Historic Buildings
Our historic buildings service includes
recording, scanning, analysing and
interpreting historical building fabric to
support planning and development
projects.
Our specialists record, analyse, describe and interpret historic buildings, whether currently in use or ruined. We can provide advice on how to incorporate assets in development projects, advice on conservation in future work on the building, and reports for planning submissions. Using our data as a basis for 3D modelling we can aid project visualisation and community engagement. We can also assist you with acquiring listed building consent and negotiate with conservation officers to achieve pragmatic solutions to any issues. Our specialists have a wide range of capability in specialized metric survey, ranging from detailed hand drawing to total station and GPS survey and laser scanning.
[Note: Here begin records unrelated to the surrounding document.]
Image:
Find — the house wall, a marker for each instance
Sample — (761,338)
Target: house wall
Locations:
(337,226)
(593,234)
Historic Buildings Case Study
We were commissioned by York Conservation Trust to record the premises of Robson & Cooper of 14 Lendal, York. The building dates to c.1714, but incorporates a 15th-century stone doorway of an Augustinian Friary in the basement. The building has had a variety of important and well-known occupants, such as Alderman Henry Baines (Lord Mayor of York in 1717 and 1732) and John Goodricke, a talented astronomer and Fellow of the Royal Society who died in 1786.
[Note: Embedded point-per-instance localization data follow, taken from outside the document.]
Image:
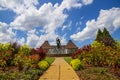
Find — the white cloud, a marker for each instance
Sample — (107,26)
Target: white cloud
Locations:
(107,18)
(18,6)
(6,33)
(87,2)
(28,17)
(67,26)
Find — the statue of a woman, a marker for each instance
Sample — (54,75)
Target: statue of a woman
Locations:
(58,42)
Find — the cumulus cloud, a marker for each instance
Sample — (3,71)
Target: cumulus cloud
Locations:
(48,16)
(87,2)
(67,26)
(18,6)
(6,33)
(107,18)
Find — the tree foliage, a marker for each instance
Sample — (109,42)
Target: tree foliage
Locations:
(105,37)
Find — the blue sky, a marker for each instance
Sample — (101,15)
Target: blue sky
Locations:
(32,22)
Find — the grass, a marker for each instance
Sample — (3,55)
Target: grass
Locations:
(50,60)
(96,73)
(68,59)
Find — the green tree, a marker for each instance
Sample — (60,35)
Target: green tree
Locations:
(99,35)
(105,37)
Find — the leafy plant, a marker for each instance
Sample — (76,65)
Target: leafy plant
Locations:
(76,64)
(43,65)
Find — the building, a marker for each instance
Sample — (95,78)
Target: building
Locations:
(64,49)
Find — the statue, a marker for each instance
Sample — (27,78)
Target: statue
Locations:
(58,42)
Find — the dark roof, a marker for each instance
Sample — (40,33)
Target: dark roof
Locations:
(46,45)
(70,45)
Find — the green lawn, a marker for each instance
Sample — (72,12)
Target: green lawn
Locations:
(68,59)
From 1911 the famous York firm Robson & Cooper occupied no.14. They evolved from a saddle and harness manufacturer to specialising in both luggage retail and repair.
Our survey refined the broad phasing of the building identified by the Conservation Trust: the building developed from separate houses to commercial premises. Surviving features of the houses include original staircases, fireplaces and chimney stacks, architectural mouldings and other decorative details.
A pair of strongboxes relates to the later commercial life of the building, and in the basement, there is a range manufactured by the renowned Walker Ironworks Foundry that we excavated in 2005. Other important features include a collection of WWII era graffiti and discarded 1970s newspaper cuttings of 1970’s popstars. These details add to our appreciation of the building as a living and working space as well as an architectural asset, and through buildings archaeology we were able to record this as it entered a new phase of its history.